Ein Verdächtiger hatte gestanden, als Vermittler für den maltesischen Geschäftsmann Yorgen F. drei Mörder mit dem Bau der Bombe beauftragt zu haben. Er belastete aber auch den (mittlerweile Ex-)Stabschef des Premierministers, Keith Schembri. Schembri habe ihm Informationen über die Journalistin aus direkten Regierungskreisen bereitgestellt. Als der Skandal Ende November öffentlich wurde, trat Schembri von seinem Amt als Stabschef zurück, und Premierminister Joseph Muscat (Arbeiterpartei) kündigte seinen Rücktritt an – für Januar 2020. Doch vielen Menschen auf der Straße reicht das nicht. Sie fordern seine sofortige Abdankung und das Ende der Korruption, die laut Transparency International in den vergangenen zwei Jahren auf Malta deutlich zugenommen hat.

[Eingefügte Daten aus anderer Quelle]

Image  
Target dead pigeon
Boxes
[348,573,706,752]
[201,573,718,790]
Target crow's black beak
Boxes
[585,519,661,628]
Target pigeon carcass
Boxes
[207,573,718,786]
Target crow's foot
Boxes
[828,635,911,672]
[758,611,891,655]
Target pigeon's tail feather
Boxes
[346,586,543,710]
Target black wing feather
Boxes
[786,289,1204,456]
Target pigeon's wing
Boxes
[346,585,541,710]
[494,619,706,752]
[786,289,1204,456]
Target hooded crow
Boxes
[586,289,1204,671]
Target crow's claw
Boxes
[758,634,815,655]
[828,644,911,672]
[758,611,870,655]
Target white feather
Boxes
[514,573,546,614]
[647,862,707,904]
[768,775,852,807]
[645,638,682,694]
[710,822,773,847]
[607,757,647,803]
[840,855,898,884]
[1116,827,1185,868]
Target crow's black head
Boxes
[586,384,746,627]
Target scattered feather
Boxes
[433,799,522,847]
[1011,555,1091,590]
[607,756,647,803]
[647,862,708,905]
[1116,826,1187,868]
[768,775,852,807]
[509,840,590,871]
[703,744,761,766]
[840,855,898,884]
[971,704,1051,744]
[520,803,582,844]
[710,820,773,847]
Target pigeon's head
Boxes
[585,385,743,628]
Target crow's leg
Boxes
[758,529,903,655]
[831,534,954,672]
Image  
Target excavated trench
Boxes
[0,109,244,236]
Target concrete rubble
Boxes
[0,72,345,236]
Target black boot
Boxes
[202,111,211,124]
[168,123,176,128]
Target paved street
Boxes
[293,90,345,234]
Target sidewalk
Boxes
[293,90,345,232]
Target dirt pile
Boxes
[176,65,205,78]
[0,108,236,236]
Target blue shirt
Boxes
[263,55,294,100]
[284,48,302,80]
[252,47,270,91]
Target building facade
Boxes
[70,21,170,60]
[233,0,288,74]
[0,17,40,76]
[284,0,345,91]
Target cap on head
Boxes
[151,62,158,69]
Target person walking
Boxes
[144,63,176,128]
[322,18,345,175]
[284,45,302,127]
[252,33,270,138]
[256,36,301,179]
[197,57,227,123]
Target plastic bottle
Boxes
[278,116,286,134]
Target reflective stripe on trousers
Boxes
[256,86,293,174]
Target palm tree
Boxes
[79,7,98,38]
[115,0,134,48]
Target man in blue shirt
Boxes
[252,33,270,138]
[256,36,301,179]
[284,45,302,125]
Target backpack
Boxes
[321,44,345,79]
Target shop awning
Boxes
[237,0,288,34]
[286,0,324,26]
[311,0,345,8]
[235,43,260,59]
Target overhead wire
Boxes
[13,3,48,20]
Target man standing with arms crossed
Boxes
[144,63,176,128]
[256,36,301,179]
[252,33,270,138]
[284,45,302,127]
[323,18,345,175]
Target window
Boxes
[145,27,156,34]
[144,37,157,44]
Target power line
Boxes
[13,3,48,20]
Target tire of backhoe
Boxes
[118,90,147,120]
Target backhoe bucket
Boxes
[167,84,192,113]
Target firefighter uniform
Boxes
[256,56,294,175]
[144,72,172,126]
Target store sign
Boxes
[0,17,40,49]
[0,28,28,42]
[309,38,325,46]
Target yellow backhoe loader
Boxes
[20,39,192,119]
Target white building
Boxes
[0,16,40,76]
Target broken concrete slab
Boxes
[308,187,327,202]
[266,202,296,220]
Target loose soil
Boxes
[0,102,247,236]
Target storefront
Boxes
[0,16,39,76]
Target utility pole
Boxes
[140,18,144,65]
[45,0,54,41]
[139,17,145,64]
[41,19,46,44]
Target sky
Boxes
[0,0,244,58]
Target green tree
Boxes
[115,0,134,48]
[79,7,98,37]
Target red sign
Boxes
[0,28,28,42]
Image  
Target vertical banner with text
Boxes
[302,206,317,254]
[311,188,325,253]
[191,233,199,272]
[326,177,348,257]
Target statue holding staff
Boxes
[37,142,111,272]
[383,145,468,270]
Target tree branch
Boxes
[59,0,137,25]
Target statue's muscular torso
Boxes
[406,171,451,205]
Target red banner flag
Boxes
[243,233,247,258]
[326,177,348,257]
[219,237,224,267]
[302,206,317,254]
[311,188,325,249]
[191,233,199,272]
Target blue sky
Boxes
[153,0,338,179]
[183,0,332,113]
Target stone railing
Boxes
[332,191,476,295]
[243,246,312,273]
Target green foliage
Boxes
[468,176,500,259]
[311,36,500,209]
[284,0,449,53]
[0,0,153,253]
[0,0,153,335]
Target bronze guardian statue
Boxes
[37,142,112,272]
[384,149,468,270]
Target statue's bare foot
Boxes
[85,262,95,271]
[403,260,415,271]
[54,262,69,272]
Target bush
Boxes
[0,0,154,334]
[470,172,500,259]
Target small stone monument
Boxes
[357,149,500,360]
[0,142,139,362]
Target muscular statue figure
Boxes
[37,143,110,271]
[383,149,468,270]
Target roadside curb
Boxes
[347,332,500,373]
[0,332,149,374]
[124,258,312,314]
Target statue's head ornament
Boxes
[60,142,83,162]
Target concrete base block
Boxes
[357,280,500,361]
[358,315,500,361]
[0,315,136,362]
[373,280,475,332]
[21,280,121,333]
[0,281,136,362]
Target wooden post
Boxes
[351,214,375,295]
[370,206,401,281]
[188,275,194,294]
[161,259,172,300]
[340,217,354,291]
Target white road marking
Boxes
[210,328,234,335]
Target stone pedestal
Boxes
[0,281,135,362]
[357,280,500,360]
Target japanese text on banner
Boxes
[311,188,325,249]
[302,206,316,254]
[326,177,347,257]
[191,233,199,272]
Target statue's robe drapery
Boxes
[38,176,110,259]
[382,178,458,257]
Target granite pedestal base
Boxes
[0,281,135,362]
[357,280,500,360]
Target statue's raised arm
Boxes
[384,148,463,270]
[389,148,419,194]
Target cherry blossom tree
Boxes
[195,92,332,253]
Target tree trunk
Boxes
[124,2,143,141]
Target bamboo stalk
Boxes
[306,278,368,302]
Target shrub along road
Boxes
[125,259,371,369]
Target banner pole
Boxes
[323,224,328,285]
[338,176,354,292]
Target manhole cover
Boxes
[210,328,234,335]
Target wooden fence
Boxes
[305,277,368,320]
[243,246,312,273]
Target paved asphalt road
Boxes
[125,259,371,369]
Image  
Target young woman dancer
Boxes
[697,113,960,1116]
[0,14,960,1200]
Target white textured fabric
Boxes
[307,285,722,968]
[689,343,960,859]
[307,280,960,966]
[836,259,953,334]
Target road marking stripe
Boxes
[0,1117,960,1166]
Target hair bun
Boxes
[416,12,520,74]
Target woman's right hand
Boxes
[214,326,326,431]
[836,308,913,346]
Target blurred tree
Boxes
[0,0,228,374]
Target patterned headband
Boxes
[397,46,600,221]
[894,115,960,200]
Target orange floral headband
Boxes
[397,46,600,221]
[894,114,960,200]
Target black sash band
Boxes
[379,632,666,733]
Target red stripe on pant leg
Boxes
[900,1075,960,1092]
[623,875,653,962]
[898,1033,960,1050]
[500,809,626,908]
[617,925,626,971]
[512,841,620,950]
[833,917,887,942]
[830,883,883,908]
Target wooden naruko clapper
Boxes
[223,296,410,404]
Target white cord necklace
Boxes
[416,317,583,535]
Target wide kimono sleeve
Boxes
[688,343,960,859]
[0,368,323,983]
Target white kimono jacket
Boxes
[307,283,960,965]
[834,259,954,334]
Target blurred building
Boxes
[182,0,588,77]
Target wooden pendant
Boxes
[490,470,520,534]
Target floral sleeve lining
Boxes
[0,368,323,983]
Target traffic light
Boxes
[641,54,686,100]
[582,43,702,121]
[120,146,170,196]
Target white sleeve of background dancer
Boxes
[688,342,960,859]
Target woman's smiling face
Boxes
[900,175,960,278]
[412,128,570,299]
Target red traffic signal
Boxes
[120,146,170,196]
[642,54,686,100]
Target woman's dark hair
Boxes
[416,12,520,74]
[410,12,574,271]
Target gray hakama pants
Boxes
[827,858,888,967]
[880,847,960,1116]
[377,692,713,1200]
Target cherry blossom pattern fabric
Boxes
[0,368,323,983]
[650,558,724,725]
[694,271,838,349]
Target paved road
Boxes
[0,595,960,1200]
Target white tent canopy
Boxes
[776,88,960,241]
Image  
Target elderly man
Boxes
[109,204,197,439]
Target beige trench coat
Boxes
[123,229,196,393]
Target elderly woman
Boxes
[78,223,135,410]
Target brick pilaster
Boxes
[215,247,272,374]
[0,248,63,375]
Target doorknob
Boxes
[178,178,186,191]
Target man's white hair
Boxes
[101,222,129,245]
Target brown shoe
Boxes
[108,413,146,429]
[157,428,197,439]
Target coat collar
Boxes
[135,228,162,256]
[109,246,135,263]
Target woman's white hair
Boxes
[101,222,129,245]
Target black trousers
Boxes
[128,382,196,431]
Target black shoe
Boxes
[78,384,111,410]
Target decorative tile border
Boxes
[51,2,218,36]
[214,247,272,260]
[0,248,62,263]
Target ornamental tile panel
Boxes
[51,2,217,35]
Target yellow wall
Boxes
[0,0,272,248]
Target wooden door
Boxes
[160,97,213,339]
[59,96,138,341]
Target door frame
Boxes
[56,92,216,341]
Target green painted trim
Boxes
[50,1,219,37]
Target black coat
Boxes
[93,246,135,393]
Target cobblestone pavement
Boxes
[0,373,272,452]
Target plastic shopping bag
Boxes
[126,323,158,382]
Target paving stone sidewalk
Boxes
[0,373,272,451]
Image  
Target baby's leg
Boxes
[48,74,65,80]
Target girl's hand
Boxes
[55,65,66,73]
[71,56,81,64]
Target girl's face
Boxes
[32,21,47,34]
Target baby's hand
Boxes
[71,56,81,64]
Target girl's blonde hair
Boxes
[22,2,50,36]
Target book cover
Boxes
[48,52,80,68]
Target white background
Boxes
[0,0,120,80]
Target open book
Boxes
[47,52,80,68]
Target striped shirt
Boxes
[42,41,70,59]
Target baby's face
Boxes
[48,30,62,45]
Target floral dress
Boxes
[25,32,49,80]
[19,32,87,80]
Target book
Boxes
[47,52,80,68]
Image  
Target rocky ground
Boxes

„In den 1990er-Jahren kam hier eine ‚Pro Business‘-Attitüde auf“, sagt André Callus, 33. „Zugunsten von Großunternehmern und deren Bauvorhaben wurden Land und Energieversorgung privatisiert.“ Er ist Teil des Movimento Graffiti, einem nicht unumstrittenen zivilgesellschaftlichen Bündnis, das die aktuellen Demonstrationen mitorganisiert. Graffiti-Aktivisten ketteten sich bereits in den 1990er-Jahren auf Baustellen an, um die Entstehung eines Vergnügungsviertels in einem Naturschutzgebiet zu verhindern. Ohne Erfolg. Während das Movimento Graffiti in der Vergangenheit selten mehr als zehn Menschen bei seinen Aktionen auf die Straßen brachte, sind es nun Hunderte, an Spitzentagen Tausende, die sich der wöchentlichen Demonstration der Organisation anschließen.
„Die Politik dient nicht mehr den Menschen in Malta“, sagt Florinda, die auch um zwei Uhr nachts noch vor dem Denkmal in der Innenstadt unter einem Regenschirm Kaffee verteilt. „Es hat eine Weile gedauert, das zu begreifen, aber wir sind endlich wütend genug, um nicht mehr weiter dabei zuzusehen.“ Zum Justizgebäude sind an diesem Abend so viele Menschen gekommen, dass der Wagen der Stadtreinigung um Mitternacht nur kurz vor den Kerzen und Blumen anhält – und dann weiterfährt. Die regennasse Menge jubelt. Zum ersten Mal wird die kleine Gedenkstätte für Daphne Caruana Galizia nicht geräumt.